The SBUS wire goes to the SBus pin on your flight controller, or a UART Rx on an F7 flight controller. Done and done. Even if you don’t get your RSSI to work you will still get all the channels your transmitter is capable of putting out.
But wait, you can see a fourth wire shown in the image. So, here’s the deal. If you stick with the three wires everything works great! But, if you want to know a bit more about what’s going on with your flight controller, it can broadcast information back to your receiver using telemetry. You can use a LUA Script and see information such as altitude, heading, and other cool things displayed on the screen of your transmitter.
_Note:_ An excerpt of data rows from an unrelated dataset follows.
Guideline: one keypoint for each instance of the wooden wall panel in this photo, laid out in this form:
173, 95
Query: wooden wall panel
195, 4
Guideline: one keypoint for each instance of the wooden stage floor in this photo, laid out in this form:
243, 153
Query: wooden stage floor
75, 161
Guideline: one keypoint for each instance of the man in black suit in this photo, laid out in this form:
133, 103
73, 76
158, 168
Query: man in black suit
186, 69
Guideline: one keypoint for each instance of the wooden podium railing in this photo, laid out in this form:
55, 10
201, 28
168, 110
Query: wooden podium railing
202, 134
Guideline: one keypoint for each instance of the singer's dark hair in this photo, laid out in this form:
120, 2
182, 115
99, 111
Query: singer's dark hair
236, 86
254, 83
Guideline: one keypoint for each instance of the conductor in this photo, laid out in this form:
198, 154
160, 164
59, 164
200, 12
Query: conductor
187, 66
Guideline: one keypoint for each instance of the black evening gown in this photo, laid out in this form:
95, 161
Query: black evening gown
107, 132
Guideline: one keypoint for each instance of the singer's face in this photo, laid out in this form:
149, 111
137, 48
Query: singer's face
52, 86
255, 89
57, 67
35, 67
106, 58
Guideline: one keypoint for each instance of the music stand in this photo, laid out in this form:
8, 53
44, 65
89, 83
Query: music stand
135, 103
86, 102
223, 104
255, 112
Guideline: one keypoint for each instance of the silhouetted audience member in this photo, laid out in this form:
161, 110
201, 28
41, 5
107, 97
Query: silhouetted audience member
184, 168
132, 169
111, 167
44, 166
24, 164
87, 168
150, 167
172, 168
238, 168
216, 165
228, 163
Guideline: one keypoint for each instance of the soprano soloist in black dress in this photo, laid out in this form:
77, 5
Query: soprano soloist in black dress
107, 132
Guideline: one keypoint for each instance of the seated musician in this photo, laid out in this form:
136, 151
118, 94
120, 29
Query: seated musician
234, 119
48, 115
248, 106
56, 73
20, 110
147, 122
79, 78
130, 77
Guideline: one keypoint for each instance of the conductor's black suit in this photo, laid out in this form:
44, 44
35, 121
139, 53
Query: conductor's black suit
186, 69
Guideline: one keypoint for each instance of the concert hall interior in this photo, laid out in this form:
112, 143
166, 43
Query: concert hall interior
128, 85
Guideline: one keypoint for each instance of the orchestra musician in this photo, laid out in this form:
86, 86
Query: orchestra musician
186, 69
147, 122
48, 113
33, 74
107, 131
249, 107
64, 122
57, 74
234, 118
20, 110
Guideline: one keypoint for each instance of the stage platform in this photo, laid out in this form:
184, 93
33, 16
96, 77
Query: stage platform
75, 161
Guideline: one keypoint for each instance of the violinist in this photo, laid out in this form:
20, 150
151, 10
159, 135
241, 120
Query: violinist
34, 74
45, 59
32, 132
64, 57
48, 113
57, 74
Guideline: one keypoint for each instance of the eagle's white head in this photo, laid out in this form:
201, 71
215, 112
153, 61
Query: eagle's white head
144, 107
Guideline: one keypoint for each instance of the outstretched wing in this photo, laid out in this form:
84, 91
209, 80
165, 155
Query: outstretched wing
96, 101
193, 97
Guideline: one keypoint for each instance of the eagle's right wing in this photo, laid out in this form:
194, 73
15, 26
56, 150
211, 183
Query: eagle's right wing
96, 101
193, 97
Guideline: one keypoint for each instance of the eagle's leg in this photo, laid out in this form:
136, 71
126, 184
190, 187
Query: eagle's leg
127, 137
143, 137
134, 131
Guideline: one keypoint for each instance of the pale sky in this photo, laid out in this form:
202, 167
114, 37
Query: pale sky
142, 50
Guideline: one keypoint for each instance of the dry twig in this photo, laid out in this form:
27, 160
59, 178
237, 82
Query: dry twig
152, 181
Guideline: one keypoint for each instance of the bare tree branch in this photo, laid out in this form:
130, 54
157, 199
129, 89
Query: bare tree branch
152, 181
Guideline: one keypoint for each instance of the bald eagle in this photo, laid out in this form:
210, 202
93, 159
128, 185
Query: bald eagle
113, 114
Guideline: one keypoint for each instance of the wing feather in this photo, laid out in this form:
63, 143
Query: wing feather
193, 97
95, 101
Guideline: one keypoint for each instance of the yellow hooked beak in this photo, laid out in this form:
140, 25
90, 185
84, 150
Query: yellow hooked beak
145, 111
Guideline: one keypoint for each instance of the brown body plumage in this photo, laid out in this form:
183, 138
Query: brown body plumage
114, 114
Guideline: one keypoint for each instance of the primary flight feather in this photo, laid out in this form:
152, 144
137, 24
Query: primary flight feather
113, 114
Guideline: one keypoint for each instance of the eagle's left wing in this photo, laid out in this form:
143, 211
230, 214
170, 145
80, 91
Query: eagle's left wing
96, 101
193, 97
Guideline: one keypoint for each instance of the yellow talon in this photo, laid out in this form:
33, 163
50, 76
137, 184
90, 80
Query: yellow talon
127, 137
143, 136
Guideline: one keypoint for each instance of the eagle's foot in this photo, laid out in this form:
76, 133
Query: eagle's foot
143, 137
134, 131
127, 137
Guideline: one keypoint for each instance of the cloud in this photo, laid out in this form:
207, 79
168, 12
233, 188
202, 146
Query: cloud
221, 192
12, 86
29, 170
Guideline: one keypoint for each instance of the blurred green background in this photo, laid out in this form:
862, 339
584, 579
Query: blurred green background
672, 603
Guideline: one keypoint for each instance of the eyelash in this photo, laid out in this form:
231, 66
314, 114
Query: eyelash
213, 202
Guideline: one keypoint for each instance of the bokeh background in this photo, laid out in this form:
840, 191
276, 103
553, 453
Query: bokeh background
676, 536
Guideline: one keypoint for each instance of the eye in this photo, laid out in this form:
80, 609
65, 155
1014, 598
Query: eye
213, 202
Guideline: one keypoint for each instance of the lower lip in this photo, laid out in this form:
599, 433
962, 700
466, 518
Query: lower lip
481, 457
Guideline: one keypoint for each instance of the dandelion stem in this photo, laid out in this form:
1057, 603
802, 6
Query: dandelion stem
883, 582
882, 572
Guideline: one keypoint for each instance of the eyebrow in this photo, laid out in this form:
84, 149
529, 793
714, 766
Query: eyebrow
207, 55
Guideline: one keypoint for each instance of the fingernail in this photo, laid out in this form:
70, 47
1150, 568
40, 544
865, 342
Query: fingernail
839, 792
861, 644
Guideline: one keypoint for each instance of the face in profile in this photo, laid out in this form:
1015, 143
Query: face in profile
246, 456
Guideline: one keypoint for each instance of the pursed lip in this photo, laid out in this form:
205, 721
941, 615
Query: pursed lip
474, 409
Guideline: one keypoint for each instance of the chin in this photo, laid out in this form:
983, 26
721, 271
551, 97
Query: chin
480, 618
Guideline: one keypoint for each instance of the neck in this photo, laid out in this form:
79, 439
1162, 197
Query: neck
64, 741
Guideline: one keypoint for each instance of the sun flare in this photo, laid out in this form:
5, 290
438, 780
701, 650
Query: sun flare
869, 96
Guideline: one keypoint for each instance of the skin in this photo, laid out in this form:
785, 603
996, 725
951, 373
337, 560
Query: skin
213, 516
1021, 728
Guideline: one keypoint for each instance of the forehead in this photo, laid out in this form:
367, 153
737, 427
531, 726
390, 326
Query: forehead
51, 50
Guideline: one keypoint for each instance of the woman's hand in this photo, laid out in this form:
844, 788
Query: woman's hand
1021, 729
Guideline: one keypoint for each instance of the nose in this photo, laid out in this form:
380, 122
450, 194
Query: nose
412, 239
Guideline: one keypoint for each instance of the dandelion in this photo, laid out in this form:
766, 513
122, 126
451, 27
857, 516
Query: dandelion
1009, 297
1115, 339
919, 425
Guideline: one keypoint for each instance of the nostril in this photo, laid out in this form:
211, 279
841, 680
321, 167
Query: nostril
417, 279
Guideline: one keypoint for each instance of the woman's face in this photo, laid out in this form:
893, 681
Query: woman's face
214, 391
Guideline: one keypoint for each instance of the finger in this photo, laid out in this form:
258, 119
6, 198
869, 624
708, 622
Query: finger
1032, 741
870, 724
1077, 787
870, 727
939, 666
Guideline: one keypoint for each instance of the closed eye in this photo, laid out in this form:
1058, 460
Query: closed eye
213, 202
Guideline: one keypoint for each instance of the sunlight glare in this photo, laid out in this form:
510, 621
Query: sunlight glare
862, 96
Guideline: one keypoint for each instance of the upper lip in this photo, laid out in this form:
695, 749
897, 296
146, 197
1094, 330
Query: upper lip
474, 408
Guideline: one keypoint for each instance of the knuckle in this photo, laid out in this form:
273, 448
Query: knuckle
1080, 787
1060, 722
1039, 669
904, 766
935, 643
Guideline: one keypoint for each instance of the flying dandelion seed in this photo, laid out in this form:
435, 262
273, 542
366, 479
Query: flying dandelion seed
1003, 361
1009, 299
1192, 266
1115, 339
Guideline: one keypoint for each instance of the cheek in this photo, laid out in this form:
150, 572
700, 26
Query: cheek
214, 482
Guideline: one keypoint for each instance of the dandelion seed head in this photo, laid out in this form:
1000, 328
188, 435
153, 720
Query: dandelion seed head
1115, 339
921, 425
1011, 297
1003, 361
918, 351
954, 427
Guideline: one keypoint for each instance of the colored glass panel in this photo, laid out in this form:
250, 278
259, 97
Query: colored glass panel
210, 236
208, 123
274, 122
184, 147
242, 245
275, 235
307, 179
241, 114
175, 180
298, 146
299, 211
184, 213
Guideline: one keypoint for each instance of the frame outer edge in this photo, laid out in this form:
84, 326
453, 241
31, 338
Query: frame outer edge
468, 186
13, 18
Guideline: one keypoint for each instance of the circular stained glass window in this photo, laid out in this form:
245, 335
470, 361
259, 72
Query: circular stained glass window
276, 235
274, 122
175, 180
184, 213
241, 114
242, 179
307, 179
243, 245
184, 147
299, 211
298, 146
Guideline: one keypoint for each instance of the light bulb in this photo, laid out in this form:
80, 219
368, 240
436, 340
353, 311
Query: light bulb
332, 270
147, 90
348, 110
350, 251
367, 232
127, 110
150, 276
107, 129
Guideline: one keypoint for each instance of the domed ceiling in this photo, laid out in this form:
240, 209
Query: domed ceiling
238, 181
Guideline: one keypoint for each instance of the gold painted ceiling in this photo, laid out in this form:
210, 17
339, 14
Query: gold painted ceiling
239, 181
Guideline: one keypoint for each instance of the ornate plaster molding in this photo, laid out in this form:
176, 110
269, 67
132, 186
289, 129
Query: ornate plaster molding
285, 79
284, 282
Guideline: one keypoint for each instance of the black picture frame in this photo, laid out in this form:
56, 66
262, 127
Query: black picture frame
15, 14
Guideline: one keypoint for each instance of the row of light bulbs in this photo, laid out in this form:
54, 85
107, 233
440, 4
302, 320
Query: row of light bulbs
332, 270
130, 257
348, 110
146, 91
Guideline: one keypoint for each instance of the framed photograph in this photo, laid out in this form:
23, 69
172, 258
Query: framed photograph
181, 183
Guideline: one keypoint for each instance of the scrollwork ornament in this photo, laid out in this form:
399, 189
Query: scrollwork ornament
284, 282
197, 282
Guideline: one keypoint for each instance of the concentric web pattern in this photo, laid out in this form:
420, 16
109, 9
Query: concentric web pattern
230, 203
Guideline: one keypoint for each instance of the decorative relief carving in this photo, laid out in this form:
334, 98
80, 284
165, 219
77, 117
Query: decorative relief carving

If you have another UART to spare you can use it on some VTXs to turn up and down the power settings and change channels. You do this from your transmitter, or using features in iNav to change power automatically. This is a nice to have but not a need to have. You may want to circle back around to this later on after you have your plane flying. In the meantime, if your wiring up your VTX and it has SmartAudio or Tramp Telemetry, wire the appropriate cable to an available TX pad on your flight controller. Here’s a simple overview of how it’s done, though they are using BetaFlight in the video, it’s very similar to INAV.
Here are some base CLI settings to help start the build. This will set up some basic settings in iNav, so that you don’t have to worry about everything to begin with. Just got to the CLI tab, copy the text in the box below, and paste it in the CLI. Below, I’ll let you know what you’ve just changed.
set max_angle_inclination_rll = 600 set max_angle_inclination_pit = 400 set failsafe_procedure = RTH set roll_rate = 25 set pitch_rate = 12 set gps_ublox_use_galileo = ON set nav_fw_cruise_yaw_rate=30 set osd_failsafe_switch_layout = on set fw_turn_assist_pitch_gain = 0.100 save
- max_angle_inclination_rll is setting the maximum bank angle to 60 degrees in the Angle flight mode
- max_angle_inclination_pit is setting the maximum pitch angle to 40 degrees in the Angle flight mode
- failsafe_procedure sets the failsafe procedure to return to home
- roll_rate and pitch_rate sets the roll rate to 250 degrees per second and the pitch rate to 120 degrees per second. These will be good start points for the S800
- gps_ublox_use_galileo enables Galileo satellite use on your GPS module. This can only improve things
- nav_fw_cruise_yaw_rate increases the yaw rate in the Cruise mode
- osd_failsafe_switch_layout switches to the default OSD if you failsafe. This means you only need to put your GPS coordinates on the default OSD layout
- fw_turn_assist_pitch_gain lowers the pitch gain in turns. The default is too high for wings, like the S800
The wonderful thing about Project Rosetta Stone is that we’re out of sync with the release of the release candidate of INAV 3.0. So, pay attention to the process, because you may be doing most of this over again when INAV 3.0 comes out. It’s very, very different than INAV 2.6. You cannot copy and paste over the DIFF/All or Dump output and expect it to work.
The best thing you can do is install INAV on at least 10 planes. Because you’ll get very good and going over this, over and over again. Each update from scratch takes around 20 minutes once you’ve done it a few times.